Gian Maria Calonder: So künstlich wie das Pseudonym von Tim Krohn wirkt leider auch der dritte Fall von Massimo Capaul. Der ganze Krimi fühlt sich an wie rosa Zuckerwatte. Zu klebrig, zu süss und zu rosa. Zwar, bei Krohn ist sie rot, rot wie Saharastaub. Denn dieser bringt die Handlung ins Rollen und zwar wortwörtlich mit einem Felssturz. Oder gibt es da gar keinen Zusammenhang zwischen den Naturereignissen? Massimos Wirtin Bernhild meint: «(…), es ist eine Krankheit gewisser Leute, dass sie überall krampfhaft Zusammenhänge suchen.» Woraufhin Massimo entgegnet: «Zusammenhänge sind doch schön!» Und so versucht Massimo übereifrig und überall, Zusammenhänge herzustellen. Doch wirken diese häufig künstlich und erzwungen. So wie der gesamte Krimi, der eigentlich mit der Lösung des Falls hätte enden können, jedoch künstlich weiter in die Länge gezogen wird und dann zum reinen Seitenfüller wird. Es drängt sich die Frage auf, ob sich der Autor verzweifelt an eine starre Seitenvorgabe des Verlags gehalten hat. Und dabei vergass, dass Lokalkrimis nicht nur vom Namedropping der Ortschaften leben, sondern von auch von der Atmosphäre einer bestimmten Gegend. Das ist Calonder bei all dem Saharastaub tatsächlich abhandengekommen. Ein bisschen rosarote anstatt sahararoter Zuckerwatte hätte es auch getan.

Wibke & Markus


Pro

Zuckerwatte, so rot wie der Saharastaub – verklebt die Engadin-Geschichte von Gian Maria Calonder alias Tim Krohn wirklich die Augen der Krimifans?

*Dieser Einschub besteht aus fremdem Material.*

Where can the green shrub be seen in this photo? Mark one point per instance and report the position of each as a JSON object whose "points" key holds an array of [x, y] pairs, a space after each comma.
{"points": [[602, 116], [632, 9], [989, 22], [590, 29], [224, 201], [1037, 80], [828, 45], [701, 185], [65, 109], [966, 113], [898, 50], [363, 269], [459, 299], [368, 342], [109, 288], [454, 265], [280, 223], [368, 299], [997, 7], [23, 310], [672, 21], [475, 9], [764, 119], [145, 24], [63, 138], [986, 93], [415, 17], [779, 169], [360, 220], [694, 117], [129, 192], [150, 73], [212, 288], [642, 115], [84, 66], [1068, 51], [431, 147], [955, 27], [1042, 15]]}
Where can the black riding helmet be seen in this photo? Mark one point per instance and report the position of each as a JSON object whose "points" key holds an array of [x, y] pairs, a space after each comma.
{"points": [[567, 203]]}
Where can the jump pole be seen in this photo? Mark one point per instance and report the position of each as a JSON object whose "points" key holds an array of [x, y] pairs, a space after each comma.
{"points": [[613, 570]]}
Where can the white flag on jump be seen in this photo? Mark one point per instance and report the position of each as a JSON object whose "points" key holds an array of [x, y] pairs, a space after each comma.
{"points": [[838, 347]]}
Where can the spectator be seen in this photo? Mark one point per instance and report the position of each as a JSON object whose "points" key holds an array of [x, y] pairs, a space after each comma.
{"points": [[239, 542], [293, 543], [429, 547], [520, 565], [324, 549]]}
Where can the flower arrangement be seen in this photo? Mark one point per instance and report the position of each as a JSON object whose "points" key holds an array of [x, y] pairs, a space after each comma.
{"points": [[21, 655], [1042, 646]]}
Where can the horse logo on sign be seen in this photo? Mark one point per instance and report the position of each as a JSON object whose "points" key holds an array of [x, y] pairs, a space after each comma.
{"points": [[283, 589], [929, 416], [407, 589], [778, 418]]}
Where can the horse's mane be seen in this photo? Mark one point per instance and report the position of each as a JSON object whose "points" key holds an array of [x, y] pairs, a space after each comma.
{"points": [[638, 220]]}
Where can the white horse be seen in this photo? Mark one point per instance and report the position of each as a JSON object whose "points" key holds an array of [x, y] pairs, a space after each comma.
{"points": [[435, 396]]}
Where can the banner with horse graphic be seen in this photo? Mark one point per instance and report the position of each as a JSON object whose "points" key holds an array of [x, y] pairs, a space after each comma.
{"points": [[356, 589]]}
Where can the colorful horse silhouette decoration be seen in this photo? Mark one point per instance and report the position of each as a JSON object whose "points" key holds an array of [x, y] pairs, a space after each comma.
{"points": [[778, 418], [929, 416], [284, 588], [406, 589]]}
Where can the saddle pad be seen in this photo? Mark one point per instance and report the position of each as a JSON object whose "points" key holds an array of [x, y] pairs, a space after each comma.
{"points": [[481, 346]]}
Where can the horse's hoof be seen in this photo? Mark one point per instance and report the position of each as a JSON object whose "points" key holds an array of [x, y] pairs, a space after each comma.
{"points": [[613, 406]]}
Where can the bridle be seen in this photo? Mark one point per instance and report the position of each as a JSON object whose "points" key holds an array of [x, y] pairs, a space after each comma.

Ja, es wird mit Stereotypen gearbeitet, aber ist das wirklich so tragisch? Der dritte Roman um Massimo Capaul ist erneut solides Lokalkrimi-Handwerk. Mit dem Felssturz fällt auch die Stabilität in der Dorf-Tal-Gemeinschaft zusammen. Ein Unfall – oder ist es doch ein Vorfall –, der einen Mann zum Sonderling mit Hüftproblem gemacht hat, kommt wieder an die Oberfläche. Wie sich das auflöst, soll hier nicht verraten werden. Der Fall bleibt spannend, sowohl in den grossen Themen (Klimawandel etc.) wie auch in den kleinen Beziehungsgeschichten unter den Menschen. Barbla, Tumasch, Steivan – nicht nur die Personennamen, sondern auch die Orte und Ortschaften sind authentisch angesiedelt, das Lokalkolorit ist stimmig. So fragt man sich nach einem realen Aufenthalt im Restaurant Piz Linard in Lavin, ob denn der Wirt wirklich Emil geheissen hat. Tim Krohn, der in der Region wohnt, ist also sicher nicht vorzuwerfen, dass er seine Kulisse und sein Personal nicht kennt. Dieses Wissen, gepaart mit einem spannenden Fall, ergibt einen süffigen Roman. Dieser ist zwar nicht so gehaltvoll wie die Capuns, aber eine wunderbare Zuckerwatte.